Is it possible to stream my game from an Amazon Web Service instance to my laptop? 
If yes, please point me to some guides/demos or explain what I would need to do.

Ultimately, I would also like capture the client inputs (click mouse, scroll, move, presses key, etc) to provide interaction with my stream. Is this also possible?

Thanks!


----------



## Jack0r (Oct 20, 2015)

You will probably have to talk to Amazon about this.
OBS is "just" a video streaming application. You can stream the captured video to rtmp servers but no interaction is intended.


----------



## rich2020 (Oct 20, 2015)

Jack0r said:


> You will probably have to talk to Amazon about this.



Thanks. I've set up OBS on AWS and it works - I can "preview" the stream, but obviously as I have no server set up, I cannot stream live.



Jack0r said:


> You can stream the captured video to rtmp servers but no interaction is intended.



I am running a Windows server on EC2 (amazon web service Elastic Client). OBS works fine, but I am really struggling to set up a rtmp server. I have followed the guide on (on this site), and can get the server running, but as soon as I change my config to use rtmp rather than the default server, I get an error saying that the directive "rtmp" is not recognized.

I would like to just output the stream to a web server so that I can view it remotely, on my client (laptop).

Any pointers?

Thanks for your help


----------



## dodgepong (Oct 20, 2015)

Sounds like you didn't compile nginx and include the rtmp module.


----------



## Jack0r (Oct 20, 2015)

rich2020 said:


> I get an error saying that the directive "rtmp" is not recognized.

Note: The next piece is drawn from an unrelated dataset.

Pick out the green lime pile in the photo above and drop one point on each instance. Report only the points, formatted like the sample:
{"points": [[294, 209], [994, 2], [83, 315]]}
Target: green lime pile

That normally means that the nginx server you are running was build without the rtmp module. You might want to check out "mona server" instead of nginx, as it has better windows support. For nginx + rtmp under windows you will need to manually compile it.


----------



## rich2020 (Oct 21, 2015)

Thanks, guys. I will check this out tomorrow and report back.


----------



## rich2020 (Oct 22, 2015)

Thank you for your help. It is streaming now.


----------



## Sita (Mar 1, 2016)

@rich2020 Hello, I am trying the same process using windows ec2 and obs to stream. Could you please share which rtmp URL you gave & how did you resolve Nat punching? I am actually stuck at the nat punching. Thanks in advance.


----------